1. ¿Soy una persona empática?

Las referencias a la empatía están bastante extendidas en el lenguaje coloquial. Solemos emplear la frase «ponerse en la piel del otro». Algunas expresiones bastante utilizadas son «no me gustaría estar en su pellejo» o «me cuesta ponerme en su piel». Casi todos los idiomas cuentan con expresiones de este tipo. En inglés se dice «if I were in your shoes», y en italiano «mettersi nei panni di qualcuno». Pero ¿qué es exactamente ser empático? Decimos que alguien es empático cuando puede ponerse en el lugar de los demás, cuando tiene facilidad para comprender lo que sienten y piensan los otros. Así explicado parece simple y obvio, pero en realidad se trata de un complejo proceso psicológico de deducción, en el que la observación de los demás, la memoria, el conocimiento y el razonamiento se combinan para permitir la comprensión de los pensamientos y sentimientos de otras personas. Mientras que para algunos ser empático es algo sencillo, lo hacen de forma casi «innata», para otros resulta complicado y tienen que esforzarse para lograrlo. Casi todas las personas pueden aprender a ser más empáticas de lo que son.
«Cuanto más empático es alguien, utilizará mucho menos la violencia como forma de resolver los conflictos.»

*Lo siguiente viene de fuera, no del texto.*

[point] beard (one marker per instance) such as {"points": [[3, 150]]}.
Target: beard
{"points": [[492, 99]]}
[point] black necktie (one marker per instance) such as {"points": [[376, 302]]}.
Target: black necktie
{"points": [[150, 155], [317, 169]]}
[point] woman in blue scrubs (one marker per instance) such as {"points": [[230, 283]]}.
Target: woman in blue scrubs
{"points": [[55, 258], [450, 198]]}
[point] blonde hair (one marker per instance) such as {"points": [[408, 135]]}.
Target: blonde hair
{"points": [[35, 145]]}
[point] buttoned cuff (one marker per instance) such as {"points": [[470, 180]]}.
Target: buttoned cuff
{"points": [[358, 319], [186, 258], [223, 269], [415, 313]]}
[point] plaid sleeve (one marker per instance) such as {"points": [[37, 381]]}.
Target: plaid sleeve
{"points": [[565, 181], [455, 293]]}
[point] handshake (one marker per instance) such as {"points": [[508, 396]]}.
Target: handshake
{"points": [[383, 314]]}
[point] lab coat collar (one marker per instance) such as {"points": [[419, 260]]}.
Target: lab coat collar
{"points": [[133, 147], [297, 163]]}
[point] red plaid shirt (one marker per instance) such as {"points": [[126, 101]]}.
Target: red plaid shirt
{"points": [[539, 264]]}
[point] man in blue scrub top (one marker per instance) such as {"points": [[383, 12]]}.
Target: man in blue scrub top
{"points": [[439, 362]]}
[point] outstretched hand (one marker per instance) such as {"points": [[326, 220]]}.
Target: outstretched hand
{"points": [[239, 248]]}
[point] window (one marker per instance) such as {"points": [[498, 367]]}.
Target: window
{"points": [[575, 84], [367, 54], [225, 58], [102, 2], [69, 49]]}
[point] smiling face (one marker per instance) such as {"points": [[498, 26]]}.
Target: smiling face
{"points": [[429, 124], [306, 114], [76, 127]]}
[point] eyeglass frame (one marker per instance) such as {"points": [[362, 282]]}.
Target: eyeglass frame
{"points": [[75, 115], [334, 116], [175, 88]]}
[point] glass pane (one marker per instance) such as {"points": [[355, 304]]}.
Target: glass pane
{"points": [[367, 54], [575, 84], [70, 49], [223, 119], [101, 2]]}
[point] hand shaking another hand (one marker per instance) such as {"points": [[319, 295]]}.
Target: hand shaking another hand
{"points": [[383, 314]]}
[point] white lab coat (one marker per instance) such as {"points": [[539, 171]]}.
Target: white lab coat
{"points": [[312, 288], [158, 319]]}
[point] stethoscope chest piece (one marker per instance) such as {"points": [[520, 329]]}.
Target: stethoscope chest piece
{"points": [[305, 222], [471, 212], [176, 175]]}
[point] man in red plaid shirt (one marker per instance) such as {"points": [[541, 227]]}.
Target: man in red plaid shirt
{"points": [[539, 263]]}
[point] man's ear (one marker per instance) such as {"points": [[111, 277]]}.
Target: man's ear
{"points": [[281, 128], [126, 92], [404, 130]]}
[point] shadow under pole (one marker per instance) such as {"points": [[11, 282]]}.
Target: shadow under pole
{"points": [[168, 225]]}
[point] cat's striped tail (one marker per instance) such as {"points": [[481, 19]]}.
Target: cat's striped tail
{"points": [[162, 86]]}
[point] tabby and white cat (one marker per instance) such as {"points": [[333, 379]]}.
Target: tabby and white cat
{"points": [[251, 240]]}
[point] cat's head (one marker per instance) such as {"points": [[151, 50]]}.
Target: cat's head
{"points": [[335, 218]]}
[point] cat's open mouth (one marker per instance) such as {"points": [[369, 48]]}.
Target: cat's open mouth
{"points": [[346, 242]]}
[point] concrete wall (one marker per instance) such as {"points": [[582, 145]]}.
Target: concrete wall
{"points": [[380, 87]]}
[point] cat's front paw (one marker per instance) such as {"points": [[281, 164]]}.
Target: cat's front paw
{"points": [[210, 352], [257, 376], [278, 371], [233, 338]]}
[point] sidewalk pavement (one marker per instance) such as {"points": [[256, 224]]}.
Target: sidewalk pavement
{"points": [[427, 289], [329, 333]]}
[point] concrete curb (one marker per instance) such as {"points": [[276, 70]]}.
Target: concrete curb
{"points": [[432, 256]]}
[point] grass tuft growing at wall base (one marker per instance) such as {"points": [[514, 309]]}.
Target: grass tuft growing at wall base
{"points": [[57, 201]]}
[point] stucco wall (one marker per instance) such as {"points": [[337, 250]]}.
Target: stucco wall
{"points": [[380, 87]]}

Un hecho indicativo de su complejidad es la discrepancia y falta de acuerdo que ha habido en la comunidad científica a la hora de definir la empatía. Ha sido estudiada desde muchas disciplinas, como la Filosofía, la Teología, la Psicología y la Etología. El espectacular avance de la neurociencia durante la última década ha contribuido notablemente al conocimiento de cómo funciona nuestro cerebro. Ello ha supuesto que se haya dado «un gran empujón» a todo lo que sabemos sobre la empatía y su funcionamiento, aunque todavía hay falta de consenso sobre cuál es su verdadera naturaleza. Incluso se ha llegado a postular que nuestra capacidad de empatizar es el resultado de la selección natural, por lo que nuestro cerebro estaría diseñado para la empatía. Pero, siendo prácticos, a pesar de que no siempre haya acuerdo, los datos que nos aportan las investigaciones científicas son muy consistentes: muchas personas nos afligimos ante el dolor de otras y actuamos para intentar acabar con lo que provoca ese dolor, a pesar de que en algunas ocasiones supone un peligro para nosotros mismos. Imaginemos el caso de una persona a la que están agrediendo y a la que un desconocido intenta ayudar. O el de un niño que se está ahogando y alguien se lanza al mar a salvarlo a pesar del oleaje. En ambos casos intentar ayudar a esas personas y evitar su sufrimiento conlleva un peligro, pero no es un impedimento para hacerlo. Cuanto más empática es una persona más probable es que se exponga, a pesar de que pueda suponerle un perjuicio.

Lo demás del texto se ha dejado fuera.